Las cosas se están poniendo color de hormiga al interior del Sindicato Nacional de Trabajadores de la Educación (SNTE), donde ha comenzado el debate respecto a la posibilidad de conformar un nuevo sindicato magisterial en México.

En Maestros por México, la expresión mayoritaria dentro del sindicato magisterial, hay voces que opinan que es factible integrar una nueva opción sindical porque no está muy claro el papel que están desempeñando algunas instancias como la Secretaría del Trabajo, en la que algunos funcionarios no saben cómo hacer frente a las situaciones que se presentan en algunos sindicatos como el SNTE. ¿Inexperiencia, será?

No han entendido bien las implicaciones de la renovación sindical que plantea el nuevo gobierno y la nueva legislación laboral.

En el SNTE han surgido voces que plantean la conformación de una nueva opción sindical que enarbole tres cosas: servir a los maestros, a la educación y a México. Ese sería, por decirlo de alguna manera, el camino del SNTE.

UN SNTE SIN LIDERAZGO Y LEGITIMIDAD

Un atractivo que plantearía la nueva opción sindical incluye una drástica reducción en las cuotas sindicales, las cuales se han convertido solamente en un instrumento para “engordar” a los líderes que todos los días comen “con manteca”.

“Qué caso tiene seguir engordando solamente los bolsillos de los líderes sindicales actuales, que además no tienen representación alguna”, comienza a ser una idea que ronda al interior del SNTE, donde están cansados de las trapacerías de los que ahora están al frente.
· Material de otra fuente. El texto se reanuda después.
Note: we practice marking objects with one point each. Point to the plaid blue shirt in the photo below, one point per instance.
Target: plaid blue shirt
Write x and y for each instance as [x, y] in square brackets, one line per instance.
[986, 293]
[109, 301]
Algunos opinólogos que conocen bien el ambiente sindical también han comenzado a hablar de esta posibilidad que se está barajando, la cual resultaría positiva para el actual gobierno federal y los gobiernos estatales, quienes no encuentran en los líderes actuales del SNTE liderazgos reales con los que se puedan sentar a negociar, como sucedía en el pasado, con La Maestra, quien resolvía las situaciones de un solo tajo. Se apelaba, además, al valor de la palabra.
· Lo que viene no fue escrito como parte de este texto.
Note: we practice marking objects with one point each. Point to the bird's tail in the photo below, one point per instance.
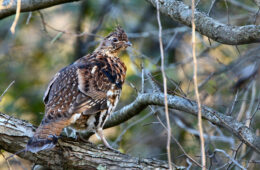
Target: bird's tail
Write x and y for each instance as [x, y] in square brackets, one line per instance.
[46, 136]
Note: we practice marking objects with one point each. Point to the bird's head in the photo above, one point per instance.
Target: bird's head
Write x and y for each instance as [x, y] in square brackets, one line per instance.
[115, 42]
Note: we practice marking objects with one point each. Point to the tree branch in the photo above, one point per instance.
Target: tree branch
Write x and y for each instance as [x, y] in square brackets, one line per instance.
[68, 154]
[78, 154]
[8, 7]
[233, 35]
[245, 134]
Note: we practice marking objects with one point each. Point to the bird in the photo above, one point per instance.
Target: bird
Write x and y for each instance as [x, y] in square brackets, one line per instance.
[84, 94]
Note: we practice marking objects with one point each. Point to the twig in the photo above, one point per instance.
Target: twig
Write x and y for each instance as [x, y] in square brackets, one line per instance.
[12, 29]
[6, 6]
[6, 90]
[227, 11]
[233, 104]
[164, 89]
[7, 162]
[228, 156]
[211, 6]
[200, 127]
[29, 18]
[119, 138]
[179, 145]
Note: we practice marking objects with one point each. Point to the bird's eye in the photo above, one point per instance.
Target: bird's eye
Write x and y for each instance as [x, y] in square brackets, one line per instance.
[114, 39]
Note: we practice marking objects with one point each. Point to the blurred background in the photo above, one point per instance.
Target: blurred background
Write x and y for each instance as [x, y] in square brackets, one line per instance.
[48, 40]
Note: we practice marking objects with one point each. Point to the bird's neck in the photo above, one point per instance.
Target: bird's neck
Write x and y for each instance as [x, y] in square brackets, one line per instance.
[107, 53]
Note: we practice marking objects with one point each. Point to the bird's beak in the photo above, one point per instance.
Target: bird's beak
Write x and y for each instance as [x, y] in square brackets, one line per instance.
[128, 44]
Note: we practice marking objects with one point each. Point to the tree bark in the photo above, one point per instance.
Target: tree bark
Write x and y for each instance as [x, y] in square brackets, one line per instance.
[226, 34]
[68, 154]
[239, 129]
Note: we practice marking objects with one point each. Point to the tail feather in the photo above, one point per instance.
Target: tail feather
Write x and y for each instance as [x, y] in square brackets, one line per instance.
[46, 136]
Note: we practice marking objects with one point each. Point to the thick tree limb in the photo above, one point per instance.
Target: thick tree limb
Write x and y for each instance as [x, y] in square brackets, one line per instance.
[69, 154]
[233, 35]
[8, 7]
[245, 134]
[14, 134]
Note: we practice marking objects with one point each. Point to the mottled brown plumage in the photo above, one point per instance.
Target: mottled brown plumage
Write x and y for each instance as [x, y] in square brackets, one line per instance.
[83, 94]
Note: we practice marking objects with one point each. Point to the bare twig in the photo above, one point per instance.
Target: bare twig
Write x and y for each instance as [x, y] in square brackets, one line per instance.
[200, 126]
[179, 145]
[229, 157]
[12, 29]
[7, 162]
[45, 25]
[179, 11]
[6, 90]
[164, 89]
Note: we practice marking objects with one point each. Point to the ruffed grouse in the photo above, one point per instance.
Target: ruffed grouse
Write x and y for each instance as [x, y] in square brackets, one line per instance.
[83, 94]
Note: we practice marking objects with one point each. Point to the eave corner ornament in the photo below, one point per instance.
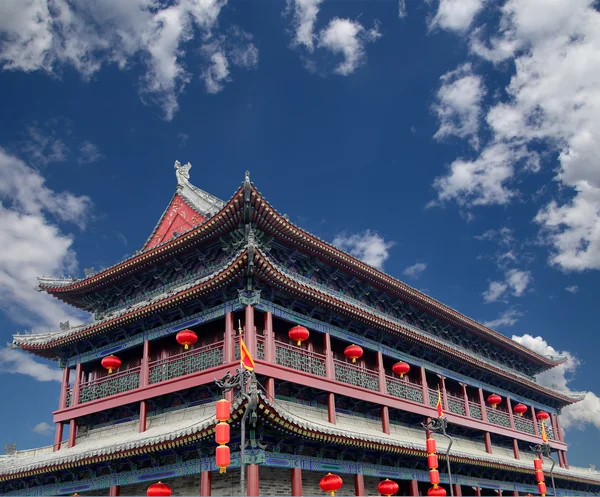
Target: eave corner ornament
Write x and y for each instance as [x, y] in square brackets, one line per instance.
[182, 173]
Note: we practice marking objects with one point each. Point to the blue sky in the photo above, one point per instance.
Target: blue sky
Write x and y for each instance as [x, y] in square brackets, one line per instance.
[452, 143]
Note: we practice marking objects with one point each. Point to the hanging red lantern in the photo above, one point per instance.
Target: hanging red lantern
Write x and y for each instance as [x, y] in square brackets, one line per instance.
[436, 492]
[222, 433]
[494, 399]
[353, 352]
[388, 487]
[223, 410]
[223, 458]
[110, 362]
[186, 338]
[331, 483]
[299, 334]
[520, 409]
[401, 368]
[158, 489]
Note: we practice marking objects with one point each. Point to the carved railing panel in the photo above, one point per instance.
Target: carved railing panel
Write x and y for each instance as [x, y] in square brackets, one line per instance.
[295, 357]
[404, 389]
[475, 410]
[355, 375]
[113, 384]
[199, 359]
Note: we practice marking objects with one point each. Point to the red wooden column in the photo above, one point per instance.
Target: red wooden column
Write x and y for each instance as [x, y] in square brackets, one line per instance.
[252, 488]
[511, 417]
[536, 430]
[424, 386]
[250, 331]
[205, 483]
[385, 412]
[414, 487]
[269, 352]
[330, 375]
[296, 481]
[144, 380]
[466, 397]
[359, 484]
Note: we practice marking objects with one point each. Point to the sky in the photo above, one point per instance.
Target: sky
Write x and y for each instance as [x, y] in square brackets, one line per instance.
[451, 143]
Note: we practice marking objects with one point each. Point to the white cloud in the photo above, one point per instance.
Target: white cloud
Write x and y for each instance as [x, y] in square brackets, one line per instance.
[17, 362]
[576, 415]
[368, 246]
[47, 35]
[458, 105]
[346, 37]
[516, 282]
[305, 16]
[43, 428]
[415, 271]
[507, 318]
[456, 15]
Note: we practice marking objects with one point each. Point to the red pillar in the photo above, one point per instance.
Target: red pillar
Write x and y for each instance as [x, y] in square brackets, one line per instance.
[488, 442]
[252, 489]
[359, 484]
[510, 413]
[414, 487]
[205, 483]
[516, 449]
[296, 481]
[250, 331]
[57, 437]
[72, 432]
[424, 386]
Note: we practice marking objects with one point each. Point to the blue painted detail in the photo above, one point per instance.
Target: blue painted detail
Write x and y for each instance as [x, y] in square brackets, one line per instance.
[334, 331]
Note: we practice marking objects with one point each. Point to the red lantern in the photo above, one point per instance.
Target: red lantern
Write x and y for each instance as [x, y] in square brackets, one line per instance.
[158, 489]
[298, 334]
[223, 410]
[432, 461]
[353, 352]
[388, 487]
[520, 409]
[542, 415]
[436, 492]
[186, 338]
[223, 458]
[401, 368]
[111, 362]
[494, 400]
[222, 433]
[431, 446]
[330, 483]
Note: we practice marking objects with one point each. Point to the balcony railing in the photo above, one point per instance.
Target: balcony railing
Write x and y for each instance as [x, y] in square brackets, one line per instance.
[404, 389]
[295, 357]
[355, 375]
[189, 362]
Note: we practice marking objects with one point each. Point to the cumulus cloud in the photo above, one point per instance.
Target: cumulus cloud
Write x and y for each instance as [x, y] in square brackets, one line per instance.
[416, 270]
[49, 35]
[17, 362]
[456, 15]
[346, 37]
[507, 318]
[43, 428]
[585, 412]
[458, 105]
[368, 246]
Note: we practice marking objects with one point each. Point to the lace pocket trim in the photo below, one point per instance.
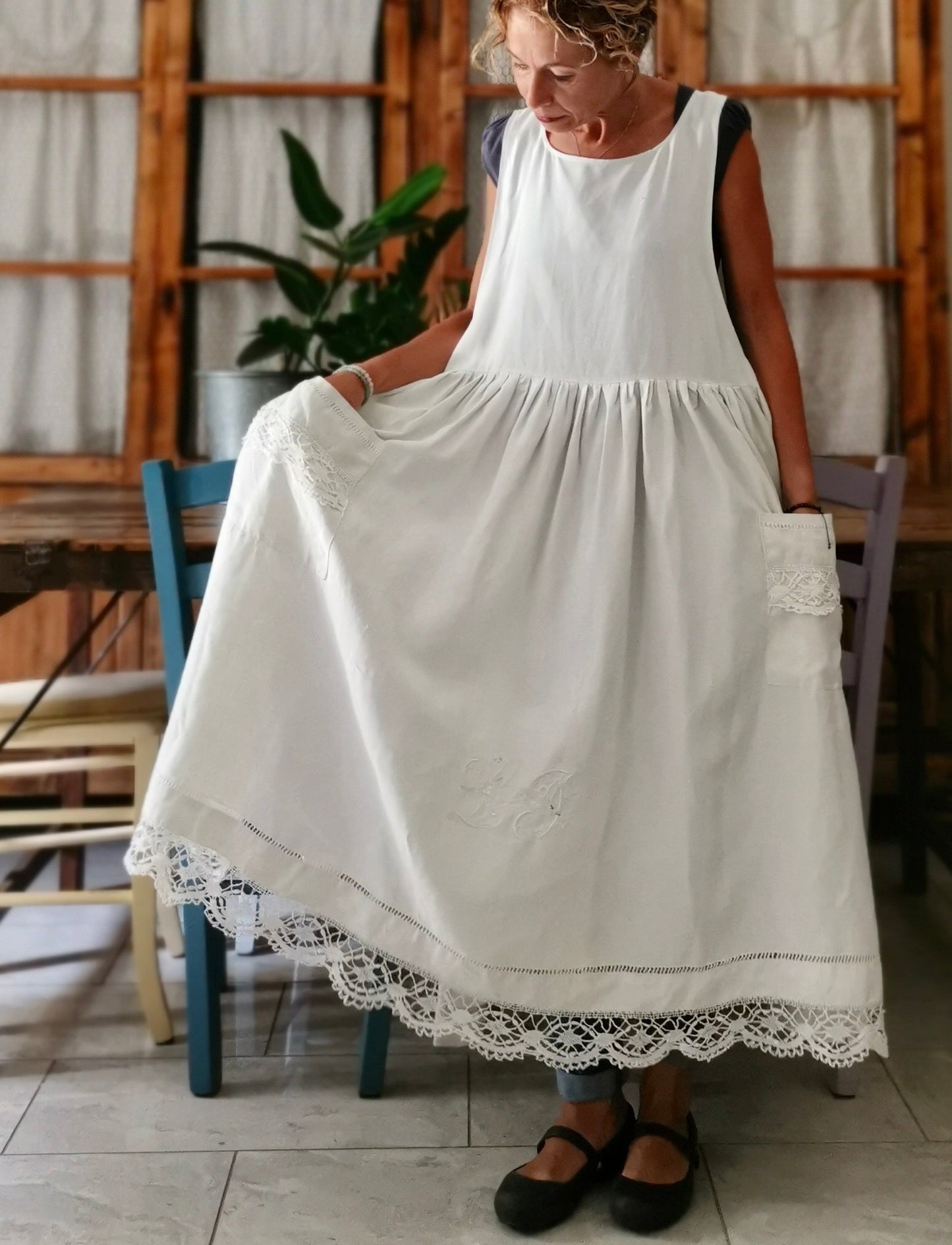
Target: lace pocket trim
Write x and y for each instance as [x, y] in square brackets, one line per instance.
[285, 442]
[804, 589]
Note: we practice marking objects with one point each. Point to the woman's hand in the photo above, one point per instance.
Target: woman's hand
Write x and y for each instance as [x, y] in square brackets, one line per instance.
[349, 386]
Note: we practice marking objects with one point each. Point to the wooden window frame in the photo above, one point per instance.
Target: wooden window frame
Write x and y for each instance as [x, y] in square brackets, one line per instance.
[425, 117]
[141, 271]
[920, 274]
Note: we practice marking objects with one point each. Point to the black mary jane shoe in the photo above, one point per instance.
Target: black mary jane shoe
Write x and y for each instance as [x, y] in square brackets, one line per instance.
[646, 1205]
[532, 1205]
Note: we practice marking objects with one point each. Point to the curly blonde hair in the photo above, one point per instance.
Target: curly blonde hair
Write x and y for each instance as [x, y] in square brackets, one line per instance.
[615, 29]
En tiempos de Elba Esther Gordillo los gobernadores podían tener certeza de que, al negociar alguna situación se cumpliría lo pactado; sin embargo, hoy, saben que un Alfonso Cepeda, desgastado, deslegitimado y sin liderazgo, no manda ni en su casa.

Insistimos, la idea de una nueva opción sindical apenas está rondando, pero conforme algunas instancias como la Secretaría del Trabajo no entiendan bien las implicaciones de su participación, esa carta comienza a ser una posibilidad real al interior de uno de los sindicatos más poderosos del país y de América Latina.